Statue of Joseph Leidy.

fresh-water rhizopods and on other lower forms. In 1847 he discovered the trichina in the hog, and his "Flora and Fauna within Living Animals" is a classic on this subject. His work covered an immense range. He was well informed in botany and in mineralogy, and was master of the whole field of zoology, anatomy and paleontology, both on the side of the laboratory and of nature. The complications of modern science make it unlikely that there will be another man of his type. Men must now be more specialized and smaller, and this seems to hold to a certain extent for character as well as for scientific work. Leidy was not only a great naturalist, but also a great man—simple, kind, generous and just.

SCIENTIFIC ITEMS

We regret to record the death of Professor Asaph Hall, the eminent American astronomer.

Nobel prizes have been awarded as follows: In physics to Professor A. A. Michelson, of the University of Chicago; in chemistry to Professor Eduard Buchner, of the Berlin Agricultural School; in medicine to M. Laveran, of Paris; in literature to Mr. Rudyard Kipling, and for the promotion of peace to M. Renault and M. Moneta.—The Copley medal of the Royal Society has been awarded to Professor A. A. Michelson, of the University of Chicago, and the Davy medal to Professor Edward Morley, emeritus professor of chemistry of Western Reserve University.—Professor Simon Newcomb has been elected a foreign member of the Göttingen Academy of Sciences, Mr. Alexander Agassiz of the Vienna Academy of Sciences, and Dr. G. W. Hill and Professor H. F. Osborn, foreign members of the Edinburgh Royal Society.

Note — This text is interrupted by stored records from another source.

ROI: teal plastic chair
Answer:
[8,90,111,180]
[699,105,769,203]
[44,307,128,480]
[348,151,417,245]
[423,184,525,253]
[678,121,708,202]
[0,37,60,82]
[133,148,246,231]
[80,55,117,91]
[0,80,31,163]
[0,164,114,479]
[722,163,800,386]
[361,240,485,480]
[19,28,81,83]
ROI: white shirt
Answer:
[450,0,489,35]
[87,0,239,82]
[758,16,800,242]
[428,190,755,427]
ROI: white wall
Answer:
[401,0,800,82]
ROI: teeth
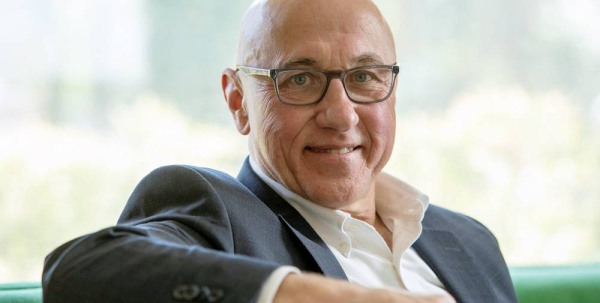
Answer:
[315,147,354,155]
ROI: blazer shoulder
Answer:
[118,165,252,224]
[423,204,497,243]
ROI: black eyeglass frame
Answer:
[236,64,400,106]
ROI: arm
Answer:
[43,167,279,302]
[273,274,455,303]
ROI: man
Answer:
[43,0,516,302]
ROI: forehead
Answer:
[241,0,395,69]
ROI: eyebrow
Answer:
[282,57,317,68]
[282,52,384,68]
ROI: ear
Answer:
[221,68,250,135]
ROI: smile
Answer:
[311,147,355,155]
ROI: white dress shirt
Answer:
[250,158,446,303]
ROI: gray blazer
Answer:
[42,160,517,303]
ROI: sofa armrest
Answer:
[0,282,42,303]
[510,263,600,303]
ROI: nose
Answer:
[316,79,358,132]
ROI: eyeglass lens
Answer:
[276,67,394,104]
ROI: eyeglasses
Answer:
[236,65,400,105]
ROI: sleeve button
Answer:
[173,284,200,301]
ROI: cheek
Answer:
[364,102,396,161]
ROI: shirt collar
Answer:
[250,157,429,232]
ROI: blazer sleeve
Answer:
[42,166,279,303]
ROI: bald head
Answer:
[236,0,395,68]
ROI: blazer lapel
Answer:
[237,158,348,280]
[413,229,498,303]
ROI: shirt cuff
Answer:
[257,266,301,303]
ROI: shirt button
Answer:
[339,242,350,255]
[348,222,360,232]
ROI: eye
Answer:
[352,72,372,82]
[291,74,308,85]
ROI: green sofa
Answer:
[0,263,600,303]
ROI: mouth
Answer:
[308,146,356,155]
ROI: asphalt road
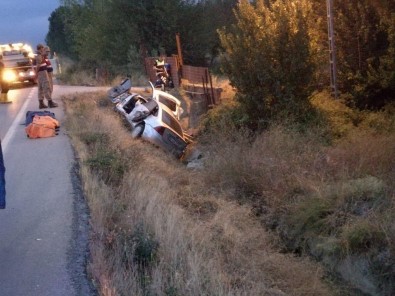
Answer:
[0,85,108,296]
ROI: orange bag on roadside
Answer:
[25,115,60,139]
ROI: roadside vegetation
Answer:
[53,0,395,296]
[64,93,335,295]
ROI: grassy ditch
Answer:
[63,93,336,296]
[201,94,395,296]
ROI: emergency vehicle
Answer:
[0,43,37,93]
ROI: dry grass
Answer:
[64,94,334,296]
[198,101,395,295]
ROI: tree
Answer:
[45,6,76,57]
[219,0,313,127]
[335,0,395,108]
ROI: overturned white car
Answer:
[108,79,191,158]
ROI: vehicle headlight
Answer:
[3,70,17,82]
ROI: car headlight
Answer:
[3,70,17,82]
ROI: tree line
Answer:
[46,0,395,123]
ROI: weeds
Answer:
[64,94,333,295]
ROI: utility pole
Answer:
[326,0,338,99]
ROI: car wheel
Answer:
[1,83,10,94]
[132,124,144,138]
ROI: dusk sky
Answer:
[0,0,60,49]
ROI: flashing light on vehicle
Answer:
[154,126,165,136]
[3,70,17,82]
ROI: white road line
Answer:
[1,87,37,153]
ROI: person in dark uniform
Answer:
[36,43,58,109]
[0,139,5,209]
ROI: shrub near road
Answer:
[64,93,335,295]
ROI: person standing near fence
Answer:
[0,139,5,209]
[36,43,58,109]
[44,46,53,98]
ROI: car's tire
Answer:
[132,123,144,139]
[1,82,10,94]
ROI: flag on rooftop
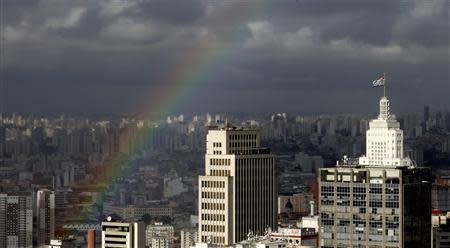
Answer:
[372,75,384,87]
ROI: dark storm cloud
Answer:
[132,0,206,25]
[2,0,450,112]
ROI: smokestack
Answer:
[88,229,95,248]
[309,201,314,216]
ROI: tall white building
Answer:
[102,217,145,248]
[36,189,55,246]
[359,97,412,166]
[0,193,33,248]
[198,127,277,245]
[318,97,431,248]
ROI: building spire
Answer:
[378,96,390,120]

An oil portrait of Professor James Mills Peirce Perkins, professor of mathematics at Harvard University until his death in 1905, has been presented to the university by his sister.—A portrait of Professor Arthur Schuster has been presented to Manchester University. It will be remembered that Professor Schuster recently retired from the active duties of the chair of physics.

Mr. Andrew Carnegie has added two million dollars to the endowment of the Carnegie Institution of Washington. Mr. A. J. Montague, of Virginia, and Mr. W. B. Parsons, of New York, have been elected trustees of the institution.